Freaky Tales

 

Pedro Pascal
Anna Boden and Ryan Fleck's Freaky Tales shows flashes of personality, but, ultimately, is too derivative for its own good. The film, in part, was inspired by the song "Freaky Tales" on the album Born to Mack by Oakland Hip-Hop icon Too Short. Set in 1987, the film unfolds in four interconnected chapters, all set in Oakland and Berkeley. An aspiring rap duo gets to perform with Too Short while punks in love battle Nazi skinheads at punk venue 924 Gilman street. A loan shark (Pedro Pascal) has one last job while the skinheads make the mistake of crossing Golden State Warrior star Sleepy Floyd. I was living in San Francisco in 1987, so I did feel a pang of nostalgia watching this paean to the neglected East Bay. I even got to see punk luminaries Flipper, and many lesser lights, at Gilman street during this era.

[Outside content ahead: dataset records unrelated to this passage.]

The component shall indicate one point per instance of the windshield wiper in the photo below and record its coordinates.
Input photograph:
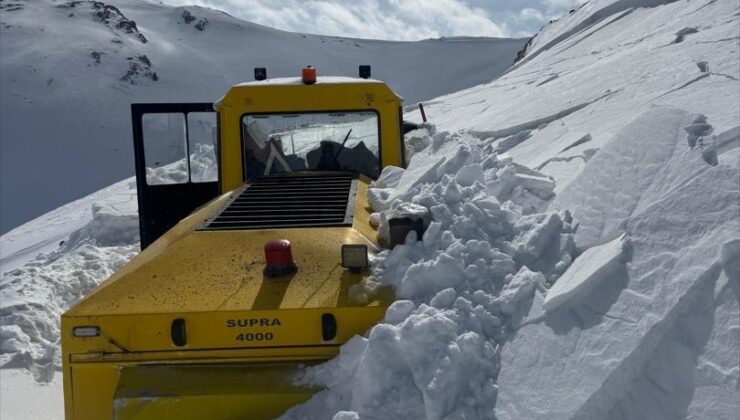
(336, 156)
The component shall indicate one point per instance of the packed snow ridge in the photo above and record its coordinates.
(79, 65)
(581, 253)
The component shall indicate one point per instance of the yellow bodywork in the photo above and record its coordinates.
(247, 335)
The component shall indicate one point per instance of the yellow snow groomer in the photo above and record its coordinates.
(255, 229)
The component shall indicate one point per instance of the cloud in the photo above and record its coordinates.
(403, 20)
(385, 19)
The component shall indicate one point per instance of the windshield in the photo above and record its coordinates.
(331, 141)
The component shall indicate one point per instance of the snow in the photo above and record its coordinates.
(587, 273)
(522, 300)
(69, 75)
(18, 387)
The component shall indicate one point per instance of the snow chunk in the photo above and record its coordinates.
(535, 233)
(588, 271)
(518, 288)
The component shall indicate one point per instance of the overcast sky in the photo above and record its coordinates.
(403, 20)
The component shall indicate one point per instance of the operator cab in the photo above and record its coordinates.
(188, 154)
(317, 141)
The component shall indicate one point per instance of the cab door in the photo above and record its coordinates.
(176, 158)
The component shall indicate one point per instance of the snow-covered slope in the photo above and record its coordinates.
(70, 69)
(608, 159)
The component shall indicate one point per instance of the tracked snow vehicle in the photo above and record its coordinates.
(246, 271)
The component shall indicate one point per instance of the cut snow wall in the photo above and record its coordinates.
(584, 359)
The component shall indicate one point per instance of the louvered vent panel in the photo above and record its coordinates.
(289, 201)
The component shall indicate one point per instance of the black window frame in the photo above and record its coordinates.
(328, 111)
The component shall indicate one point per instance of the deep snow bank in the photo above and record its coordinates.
(70, 70)
(461, 288)
(632, 122)
(597, 349)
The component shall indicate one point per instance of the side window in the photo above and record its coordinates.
(202, 138)
(180, 147)
(165, 148)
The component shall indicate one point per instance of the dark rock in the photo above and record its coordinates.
(96, 56)
(187, 16)
(201, 24)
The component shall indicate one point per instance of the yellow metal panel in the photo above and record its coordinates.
(207, 391)
(213, 280)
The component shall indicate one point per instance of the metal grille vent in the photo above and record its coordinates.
(290, 201)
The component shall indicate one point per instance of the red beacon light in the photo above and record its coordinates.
(308, 75)
(278, 258)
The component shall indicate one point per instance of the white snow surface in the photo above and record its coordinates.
(589, 271)
(71, 69)
(622, 119)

The locations are well used and the songs selected by Raphael Saadiq, whose discography I commend to all, are expertly chosen even when they are not by East Bay artists. The acting is all over the place. A lot of the younger performers are amateurish. Ben Mendelsohn, an actor I usually like and who has collaborated before with the directing duo, offers a one note snarl of a performance. Perhaps the fault lies in his character, a corrupt police detective who is so evil that he has spawned the lead skinhead (Mom, per usual, is absent from the flick). There are too many societal ills lumped in his character to make him believable. Pedro Pascal, an actor whose work I have never really cottoned to, is the most soulful thing in the film.

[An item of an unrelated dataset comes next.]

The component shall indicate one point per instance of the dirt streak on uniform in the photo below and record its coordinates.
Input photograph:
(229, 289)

The picture is an obvious labor of love, stars and East Bay icons like Tom Hanks, Tim Armstrong, Too Short, and Marshawn Lynch all make cameos, so I salute the directing duo for trying something heartfelt instead of succumbing to Captain Marvel 2. However, the structure, playfulness with time, and use of a diner as an important setting are all too reminiscent of Pulp Fiction. I've enjoyed films that drank from this well (like Things to Do in Denver When Your Dead), but Freaky Tales crosses my personal Mendoza line because it has little to add to the Tarantino template except for its setting. As with Quentin, having the heroes smite evil doers seems more like wish fulfillment than catharsis.